# CNN Variational Autoencoder on MNIST

## References

* fastai 2022 / 2023 course part II:
    * [notebook 29](https://github.com/fastai/course22p2/blob/master/nbs/29_vae.ipynb)
    * [lesson 25](https://course.fast.ai/Lessons/lesson25.html)
* https://github.com/sksq96/pytorch-vae

## Setup

In [None]:
%load_ext autoreload
%autoreload 2

In [None]:
import random
import re
import typing as T
from collections import defaultdict
from functools import partial

import matplotlib.pyplot as plt
import numpy as np
import pandas as pd
import seaborn as sns
import torch
import torch.nn as nn
import torch.nn.functional as F
import tqdm
from einops import rearrange
from einops.layers.torch import Rearrange
from sklearn import metrics
from sklearn.datasets import fetch_openml
from sklearn.model_selection import train_test_split
from torch.optim import SGD, Adam
from torch.utils.data import DataLoader, Dataset

import random_neural_net_models.cnn_autoencoder_fastai2022 as cnn_ae
import random_neural_net_models.convolution_lecun1990 as conv_lecun1990

sns.set_theme()

In [None]:
mnist = fetch_openml("mnist_784", version=1, cache=True, parser="auto")

Setting seeds

In [None]:
torch.manual_seed(42)

random.seed(42)

np.random.seed(42)

Getting device

In [None]:
def get_device() -> str:
    return "cuda" if torch.cuda.is_available() else "cpu"


device = get_device()
device

In [None]:
X = mnist["data"]
y = mnist["target"]
X.shape, y.shape

Selecting a few images to overfit on

In [None]:
n0 = 10
n1 = 1_000
X0, y0 = X.iloc[:n0], y.iloc[:n0]
X1, y1 = X.iloc[n0 : n1 + n0], y.iloc[n0 : n0 + n1]
X0.shape, X1.shape

## Defining dataset and dataloader

In [None]:
ds = conv_lecun1990.DigitsDataset(X0, y0)
ds_test = conv_lecun1990.DigitsDataset(X1, y1)

In [None]:
item = ds[0]
plt.imshow(item[0], cmap="gray", origin="upper")
plt.title(f"Label: {item[1]}")
plt.axis("off")
plt.tight_layout()

defining a dataloader

In [None]:
batch_size = 10
dataloader = DataLoader(ds, batch_size=batch_size, shuffle=False)
dataloader_test = DataLoader(ds_test, batch_size=batch_size, shuffle=False)

## Model

In [None]:
class Model(nn.Module):
    # https://github.com/sksq96/pytorch-vae/blob/master/vae.py
    # https://github.com/fastai/course22p2/blob/master/nbs/29_vae.ipynb
    def __init__(self):
        super(Model, self).__init__()
        ks = 3
        stride = 2
        padding = ks // 2
        h, w = 28, 28

        self.add_dim = Rearrange("b h w -> b 1 h w")
        self.add_padding = nn.ZeroPad2d(2)
        self.enc_conv1 = nn.Conv2d(
            1, 2, kernel_size=ks, stride=stride, padding=padding
        )
        self.enc_act1 = nn.ReLU()
        # TODO: figure out which batchnorm to use for conv2d
        self.enc_bn1 = nn.BatchNorm2d(num_features=2)
        self.enc_conv2 = nn.Conv2d(
            2, 4, kernel_size=ks, stride=stride, padding=padding
        )
        self.enc_act2 = nn.ReLU()
        self.enc_bn2 = nn.BatchNorm2d(num_features=4)

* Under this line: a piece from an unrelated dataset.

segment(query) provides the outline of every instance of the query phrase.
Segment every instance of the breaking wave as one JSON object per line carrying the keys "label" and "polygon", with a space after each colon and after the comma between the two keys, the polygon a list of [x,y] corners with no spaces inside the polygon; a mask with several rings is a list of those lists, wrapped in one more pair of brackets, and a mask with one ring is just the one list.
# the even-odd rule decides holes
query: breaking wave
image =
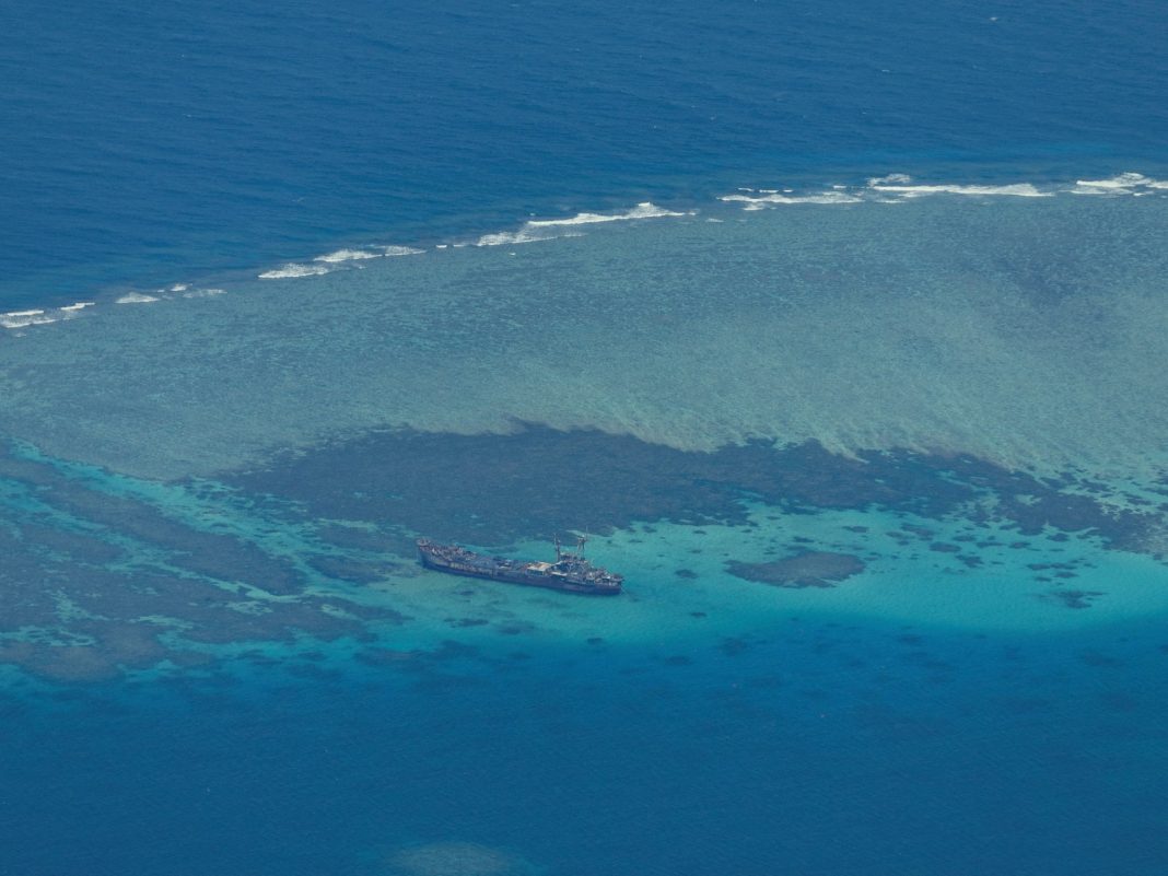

        nn.init.kaiming_normal_(self.enc_conv1.weight)
        nn.init.kaiming_normal_(self.enc_conv2.weight)

        self.encoder = nn.Sequential(
            self.add_dim,  # 28x28 -> 1x28x28
            self.add_padding,  # 1x28x28 -> 1x32x32
            self.enc_conv1,  # 1x32x32 -> 1x16x16x2
            self.enc_act1,
            self.enc_bn1,
            self.enc_conv2,  # 1x16x16x2 -> 1x8x8x4
            self.enc_act2,
            self.enc_bn2,
        )

        # variational / latent part
        n_conv2 = 4 * 8 * 8
        n_latent = 200
        self.conv2flat = Rearrange("b c h w -> b (c h w)")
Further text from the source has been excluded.